Comments: Those of us blessed with a sweet tooth are mostly unaware of those not so blessed. But surely those dear souls want to bake, too. Riding to their rescue is pastry chef Mary Cech, who has developed a whole book of savory baking recipes (there is a tablespoon or two of sugar here and there, to bring out the other flavors, "much like salt"). The book introduces readers to baking with herbs, nuts, fruits, cheeses, mushrooms, meats, and garlic rather than chocolate chips and buttercream.
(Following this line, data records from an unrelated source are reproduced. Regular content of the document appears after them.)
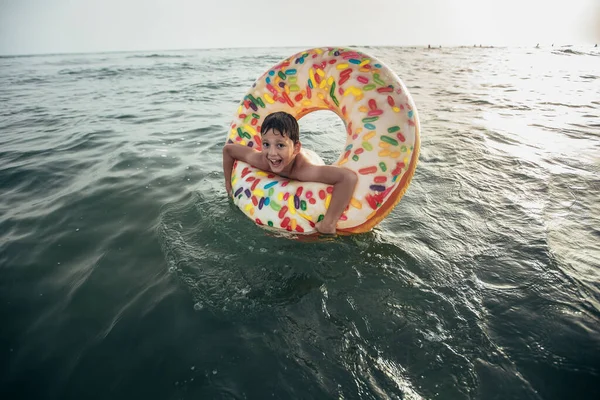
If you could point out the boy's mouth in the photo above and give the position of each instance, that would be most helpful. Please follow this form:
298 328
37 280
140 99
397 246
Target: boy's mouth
275 163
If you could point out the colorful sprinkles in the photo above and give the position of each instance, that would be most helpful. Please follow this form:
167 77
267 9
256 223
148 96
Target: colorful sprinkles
381 145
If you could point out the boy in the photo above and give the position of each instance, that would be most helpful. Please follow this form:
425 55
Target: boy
281 154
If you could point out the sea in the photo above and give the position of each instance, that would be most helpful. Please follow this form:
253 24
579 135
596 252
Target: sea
126 273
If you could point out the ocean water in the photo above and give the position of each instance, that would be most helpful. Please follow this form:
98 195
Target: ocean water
125 272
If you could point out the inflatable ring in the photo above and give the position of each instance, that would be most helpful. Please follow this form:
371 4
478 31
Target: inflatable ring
381 143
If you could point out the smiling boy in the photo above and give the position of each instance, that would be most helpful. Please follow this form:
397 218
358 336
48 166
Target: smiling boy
282 154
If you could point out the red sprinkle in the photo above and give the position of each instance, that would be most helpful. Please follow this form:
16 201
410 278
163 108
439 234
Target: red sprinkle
282 212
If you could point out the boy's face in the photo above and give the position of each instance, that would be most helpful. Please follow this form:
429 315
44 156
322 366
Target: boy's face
279 150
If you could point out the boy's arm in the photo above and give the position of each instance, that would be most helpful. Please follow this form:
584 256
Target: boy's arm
232 152
343 181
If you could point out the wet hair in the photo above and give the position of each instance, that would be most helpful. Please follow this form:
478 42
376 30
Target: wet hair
282 122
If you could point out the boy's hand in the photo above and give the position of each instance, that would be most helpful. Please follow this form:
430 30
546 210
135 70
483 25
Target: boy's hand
327 229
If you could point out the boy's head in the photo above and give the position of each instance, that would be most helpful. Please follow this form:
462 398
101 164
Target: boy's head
283 123
280 142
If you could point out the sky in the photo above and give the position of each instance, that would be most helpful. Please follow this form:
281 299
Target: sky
73 26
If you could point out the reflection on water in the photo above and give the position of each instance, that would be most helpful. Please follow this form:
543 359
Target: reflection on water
127 273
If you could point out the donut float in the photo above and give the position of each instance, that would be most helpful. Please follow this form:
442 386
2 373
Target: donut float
380 143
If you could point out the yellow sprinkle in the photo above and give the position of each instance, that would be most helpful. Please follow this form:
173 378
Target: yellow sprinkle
250 129
307 217
353 90
369 135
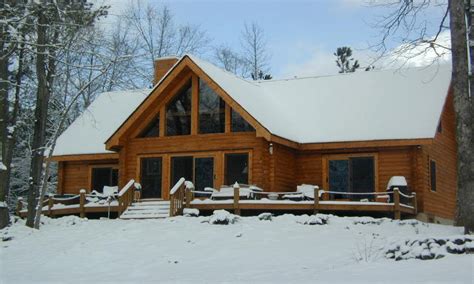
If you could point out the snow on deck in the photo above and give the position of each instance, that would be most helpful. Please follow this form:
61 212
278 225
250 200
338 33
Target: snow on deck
190 250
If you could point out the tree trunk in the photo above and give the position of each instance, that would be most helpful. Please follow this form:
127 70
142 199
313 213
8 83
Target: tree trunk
4 218
41 114
464 108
Chapters include quick breads (muffins, scones, biscuits, pancakes, crepes, waffles, and loaves); flaky pastries (short dough, pastry dough and pie pastry, and phyllo); rustics (cobblers, crumbles, betties, bread puddings, shortcakes, dumplings, and cheesecakes); "pastries with a puff" (soufflés, pate a choux, and popovers); cookies (soft, crispy, chewy, and flaky); and "the side show" (sauces, spreads, chutneys, and salads). Some of the cookie recipes might be construed as modestly sweet, being made with fruit, figs, and apricots, but in general they hew to the line of not sweet.
Even though blessed with a sweet tooth and quite capable of living our lives on the sweet side of the baking spectrum, we love having access to all these essentially new, creative savory recipes.